Die Weltkarte entfaltet sich vor meinen Blicken.
Alle Meere durchpflügt von den Kielen britischer Kriegsschiffe, alle Küsten besetzt mit Kohlenstationen und Festungen der britischen Weltmacht. Die Herrschaft über den Erdkreis ist bei England, und England will sie behalten, es kann nicht dulden, daß der russische Koloß Leben und Bewegung aus dem Meere trinkt.
„Ohne Englands Erlaubnis darf keine Kanone auf dem Meere abgefeuert werden,“ sagte einst William Pitt, Englands größter Staatsmann.
Seit langen Jahren wächst England empor durch den Zwiespalt der kontinentalen Mächte unter sich. Fast alle Kriege seit Jahrhunderten sind zum Vorteil Englands geführt, fast alle von England angestiftet worden. Nur als der Genius Bismarcks über Deutschland wachte, besann der deutsche Michel sich auf seine Kraft und kriegte für sich selbst.

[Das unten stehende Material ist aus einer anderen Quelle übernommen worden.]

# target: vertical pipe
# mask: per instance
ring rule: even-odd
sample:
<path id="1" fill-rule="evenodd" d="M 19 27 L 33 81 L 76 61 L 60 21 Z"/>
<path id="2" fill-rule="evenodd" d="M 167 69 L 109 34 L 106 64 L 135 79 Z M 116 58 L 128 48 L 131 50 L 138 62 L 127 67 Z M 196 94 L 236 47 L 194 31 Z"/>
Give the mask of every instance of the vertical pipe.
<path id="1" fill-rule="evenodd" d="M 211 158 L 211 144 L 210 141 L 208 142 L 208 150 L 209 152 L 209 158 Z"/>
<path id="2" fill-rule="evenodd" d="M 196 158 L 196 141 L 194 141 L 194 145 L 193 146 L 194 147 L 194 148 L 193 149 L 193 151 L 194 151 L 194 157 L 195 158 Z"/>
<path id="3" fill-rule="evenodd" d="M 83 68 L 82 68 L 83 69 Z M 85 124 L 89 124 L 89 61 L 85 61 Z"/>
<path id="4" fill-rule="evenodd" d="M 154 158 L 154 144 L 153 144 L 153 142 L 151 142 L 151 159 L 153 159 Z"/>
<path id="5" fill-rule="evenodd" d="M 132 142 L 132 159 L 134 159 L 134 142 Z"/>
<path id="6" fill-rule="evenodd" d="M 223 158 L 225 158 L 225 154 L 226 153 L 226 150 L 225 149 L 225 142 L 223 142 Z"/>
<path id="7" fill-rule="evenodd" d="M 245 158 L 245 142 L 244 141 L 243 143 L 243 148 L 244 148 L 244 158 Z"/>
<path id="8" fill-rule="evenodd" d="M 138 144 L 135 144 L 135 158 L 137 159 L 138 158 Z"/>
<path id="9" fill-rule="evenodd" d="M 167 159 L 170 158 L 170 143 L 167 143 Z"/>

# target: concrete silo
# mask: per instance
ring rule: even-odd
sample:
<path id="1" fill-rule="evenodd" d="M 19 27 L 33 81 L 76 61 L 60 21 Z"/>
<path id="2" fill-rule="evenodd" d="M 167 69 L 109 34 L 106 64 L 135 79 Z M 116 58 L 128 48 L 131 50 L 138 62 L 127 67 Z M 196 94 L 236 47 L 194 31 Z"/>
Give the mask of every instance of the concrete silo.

Soll es dahin kommen, daß Deutschland Luft und Licht und das tägliche Brot nur noch der Gnade Englands verdankt? Oder lebt noch die alte Kraft in Michels Armen?
Werden die drei Mächte, die im Vertrage von Schimonoseki nach dem Siege Japans über China zusammenstanden, um Englands Pläne zu vereiteln, werden Deutschland, Frankreich und Rußland noch länger müßig bleiben, oder werden sie sich zu gemeinsamem Handeln die Hände reichen?